Le statistiche considerano proprio tutti gli incidenti?
No. Per quanto riguarda gli infortuni, soprattutto nei settori dove c’è molto lavoro nero e molto lavoro d’immigrati, in media uno su tre non viene denunciato.
La situazione
sta migliorando?
Rispetto al passato non si può negare che ci sia stato un consistente miglioramento. C’è una tendenza alla diminuzione delle morti bianche che va avanti da molti anni (con l’eccezione del 2006) rispetto a un picco massimo segnato con l’ecatombe dei 4664 morti nel 1963. Il 2008 segna per la prima volta la discesa sotto la soglia dei 1200 morti.
Quali sono le cause
principali delle «morti bianche» in Italia?
Gli incidenti stradali sono di gran lunga la prima causa di morte per chi lavora, con 611 casi, il 54% del totale: 335 persone a causa del loro lavoro (autotrasportatori, commessi viaggiatori, addetti alla manutenzione stradale), 276 nel percorso tra casa e lavoro.
E i settori produttivi
più interessati?
L’edilizia, con 275 morti e 101.898 infortunati denunciati, seguita dai trasporti (145, in diminuzione del 5,2%) e dall’agricoltura (121, in aumento del 15,2%).
Sono colpiti di più
i lavoratori stranieri?
Non c’è dubbio, anche perché molto presenti nell’edilizia. In pratica migranti e stranieri, che rappresentano l’8% della popolazione residente in Italia, pesano per circa il 16% sul totale delle morti (176) e degli infortuni (143.561). Una quota maggiore rispetto alla loro presenza nel mondo del lavoro.
La tendenza migliora
o peggiora?
Peggiora: se nel complesso morti e infortuni diminuiscono, per gli immigrati aumentano del 2 per cento.
Perché l’edilizia resta
il settore killer?
In parte per ragioni oggettive. Ma anche perché il prevalente modello del subappalto consente la sistematica violazione delle regole di sicurezza che pure esistono, e che sono considerate di buon livello e comparabili agli standard europei.

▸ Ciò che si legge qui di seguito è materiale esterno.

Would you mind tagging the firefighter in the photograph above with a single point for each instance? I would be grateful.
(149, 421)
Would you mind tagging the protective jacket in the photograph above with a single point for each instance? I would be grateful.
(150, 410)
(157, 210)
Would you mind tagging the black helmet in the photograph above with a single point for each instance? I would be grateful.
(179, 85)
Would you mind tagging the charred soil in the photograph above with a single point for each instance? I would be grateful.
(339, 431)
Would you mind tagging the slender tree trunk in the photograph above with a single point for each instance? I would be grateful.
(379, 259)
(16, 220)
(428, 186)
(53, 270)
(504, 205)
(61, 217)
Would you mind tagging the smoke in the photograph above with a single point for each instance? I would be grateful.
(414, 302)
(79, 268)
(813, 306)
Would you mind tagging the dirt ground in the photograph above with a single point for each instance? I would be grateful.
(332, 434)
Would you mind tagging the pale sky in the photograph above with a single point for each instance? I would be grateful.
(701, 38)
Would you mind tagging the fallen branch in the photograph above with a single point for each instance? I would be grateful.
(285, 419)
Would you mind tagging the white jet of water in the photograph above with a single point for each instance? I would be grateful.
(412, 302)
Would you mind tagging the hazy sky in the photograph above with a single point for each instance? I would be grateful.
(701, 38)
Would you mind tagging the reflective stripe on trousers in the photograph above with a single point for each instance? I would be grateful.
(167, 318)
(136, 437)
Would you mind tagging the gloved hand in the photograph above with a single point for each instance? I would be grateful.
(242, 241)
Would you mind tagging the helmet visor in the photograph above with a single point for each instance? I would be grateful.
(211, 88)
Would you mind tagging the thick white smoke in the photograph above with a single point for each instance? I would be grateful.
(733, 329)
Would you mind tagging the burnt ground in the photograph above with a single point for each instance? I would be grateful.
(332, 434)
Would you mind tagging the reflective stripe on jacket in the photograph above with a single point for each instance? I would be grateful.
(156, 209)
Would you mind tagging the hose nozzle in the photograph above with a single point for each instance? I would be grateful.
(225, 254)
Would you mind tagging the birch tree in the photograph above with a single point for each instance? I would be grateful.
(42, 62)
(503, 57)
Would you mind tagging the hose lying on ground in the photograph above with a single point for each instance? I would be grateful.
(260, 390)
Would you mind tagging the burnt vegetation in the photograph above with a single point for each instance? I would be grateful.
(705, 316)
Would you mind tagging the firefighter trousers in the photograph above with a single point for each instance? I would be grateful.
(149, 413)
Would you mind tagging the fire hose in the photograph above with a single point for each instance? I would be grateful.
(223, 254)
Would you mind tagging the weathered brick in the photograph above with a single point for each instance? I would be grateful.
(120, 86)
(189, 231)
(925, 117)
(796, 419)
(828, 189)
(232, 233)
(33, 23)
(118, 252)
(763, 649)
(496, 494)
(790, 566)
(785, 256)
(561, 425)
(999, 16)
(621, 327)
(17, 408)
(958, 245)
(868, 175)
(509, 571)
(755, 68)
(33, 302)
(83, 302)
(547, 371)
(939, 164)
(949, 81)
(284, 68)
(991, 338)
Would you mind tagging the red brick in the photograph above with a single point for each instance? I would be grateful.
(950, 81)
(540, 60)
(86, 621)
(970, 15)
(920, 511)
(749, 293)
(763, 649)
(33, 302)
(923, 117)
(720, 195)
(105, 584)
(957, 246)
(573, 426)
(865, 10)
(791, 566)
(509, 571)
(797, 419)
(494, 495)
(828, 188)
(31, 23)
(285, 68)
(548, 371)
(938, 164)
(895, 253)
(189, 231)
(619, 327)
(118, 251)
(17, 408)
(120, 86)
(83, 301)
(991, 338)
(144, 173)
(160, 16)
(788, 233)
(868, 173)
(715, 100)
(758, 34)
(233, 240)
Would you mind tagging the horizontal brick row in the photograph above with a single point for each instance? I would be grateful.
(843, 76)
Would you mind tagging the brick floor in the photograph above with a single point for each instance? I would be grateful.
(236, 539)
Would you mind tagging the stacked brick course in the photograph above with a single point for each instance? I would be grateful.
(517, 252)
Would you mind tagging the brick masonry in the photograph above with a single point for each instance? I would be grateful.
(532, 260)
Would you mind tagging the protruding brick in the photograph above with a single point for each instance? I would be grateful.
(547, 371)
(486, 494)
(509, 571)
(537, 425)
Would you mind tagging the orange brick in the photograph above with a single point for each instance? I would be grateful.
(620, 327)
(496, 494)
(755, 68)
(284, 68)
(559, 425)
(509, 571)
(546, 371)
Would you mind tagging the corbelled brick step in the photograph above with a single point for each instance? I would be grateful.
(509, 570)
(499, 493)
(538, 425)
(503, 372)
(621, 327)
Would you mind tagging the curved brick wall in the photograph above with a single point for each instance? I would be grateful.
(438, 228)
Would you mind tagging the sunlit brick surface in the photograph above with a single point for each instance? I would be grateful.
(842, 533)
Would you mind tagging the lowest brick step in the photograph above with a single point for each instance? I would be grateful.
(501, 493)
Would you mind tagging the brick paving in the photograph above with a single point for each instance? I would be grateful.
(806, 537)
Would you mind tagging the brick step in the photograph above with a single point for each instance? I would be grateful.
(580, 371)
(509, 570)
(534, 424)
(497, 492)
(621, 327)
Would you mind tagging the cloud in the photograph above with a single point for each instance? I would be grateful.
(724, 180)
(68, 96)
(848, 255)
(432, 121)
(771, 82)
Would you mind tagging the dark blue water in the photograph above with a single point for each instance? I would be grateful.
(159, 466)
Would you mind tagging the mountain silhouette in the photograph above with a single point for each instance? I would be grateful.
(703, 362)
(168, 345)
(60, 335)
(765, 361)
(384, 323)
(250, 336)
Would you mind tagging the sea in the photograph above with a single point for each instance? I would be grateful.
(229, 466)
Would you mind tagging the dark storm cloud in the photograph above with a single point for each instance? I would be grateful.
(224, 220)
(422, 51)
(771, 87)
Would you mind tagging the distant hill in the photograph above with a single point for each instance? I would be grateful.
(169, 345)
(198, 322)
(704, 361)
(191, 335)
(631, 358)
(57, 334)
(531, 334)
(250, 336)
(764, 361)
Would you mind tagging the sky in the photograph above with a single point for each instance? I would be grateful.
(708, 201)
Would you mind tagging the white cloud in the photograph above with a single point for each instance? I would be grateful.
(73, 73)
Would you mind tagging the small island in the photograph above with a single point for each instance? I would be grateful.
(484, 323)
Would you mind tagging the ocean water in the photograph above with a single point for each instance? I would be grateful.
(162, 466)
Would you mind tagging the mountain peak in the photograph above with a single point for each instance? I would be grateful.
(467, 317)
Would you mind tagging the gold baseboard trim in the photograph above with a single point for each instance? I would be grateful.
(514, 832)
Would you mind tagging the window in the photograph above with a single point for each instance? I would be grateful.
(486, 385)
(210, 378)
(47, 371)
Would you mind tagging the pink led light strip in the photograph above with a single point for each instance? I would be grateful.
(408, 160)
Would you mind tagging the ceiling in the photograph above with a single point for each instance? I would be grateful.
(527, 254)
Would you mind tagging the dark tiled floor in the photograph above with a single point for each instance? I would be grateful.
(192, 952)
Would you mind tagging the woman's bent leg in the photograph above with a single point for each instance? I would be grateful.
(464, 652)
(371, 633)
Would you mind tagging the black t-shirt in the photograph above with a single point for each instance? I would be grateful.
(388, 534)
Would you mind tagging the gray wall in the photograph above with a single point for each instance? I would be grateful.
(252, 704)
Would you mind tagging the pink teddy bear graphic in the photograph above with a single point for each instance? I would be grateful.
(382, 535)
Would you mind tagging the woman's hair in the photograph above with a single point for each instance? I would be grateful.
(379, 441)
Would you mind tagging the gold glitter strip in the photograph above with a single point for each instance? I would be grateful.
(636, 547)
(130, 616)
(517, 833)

 la prima volta che Napolitano interviene
sul tema della sicurezza
sul lavoro?
No. Sin dall’inizio del suo mandato il Presidente ha sistematicamente battuto sul tasto della sicurezza. Si ricorda, qualche mese fa, l’intervento di fronte ai parenti delle vittime della ThyssenKrupp di Torino. In quell’occasione Napolitano bocciò la cosiddetta norma «salvamanager», contenuta in una bozza della riforma voluta dal governo.
E della riforma, alla fine,
che è successo?
Il Testo unico sulla sicurezza voluto dal ministro del Welfare, Maurizio Sacconi, ha per certi versi ridotto l’apparato sanzionatorio, a favore di un maggiore impegno sul versante della prevenzione e della formazione.
A chi sono affidati i controlli sul rispetto delle regole?
Agli ispettori del Lavoro del ministero. Ma intervengono anche speciali sezioni di personale dipendente dalle Asl, e dai distaccamenti dei vigili del fuoco. In tutto gli ispettori sono cinquemila.
Sono efficaci?
Il rischio di un controllo è basso, anche per il gran numero di piccole e piccolissime imprese. Sempre parlando di edilizia - 400 mila aziende, di cui il 95 per cento con meno di otto dipendenti - secondo gli esperti un’impresa corre il rischio di subire un controllo ogni 20 anni. Al Nord in proporzione si fanno più controlli.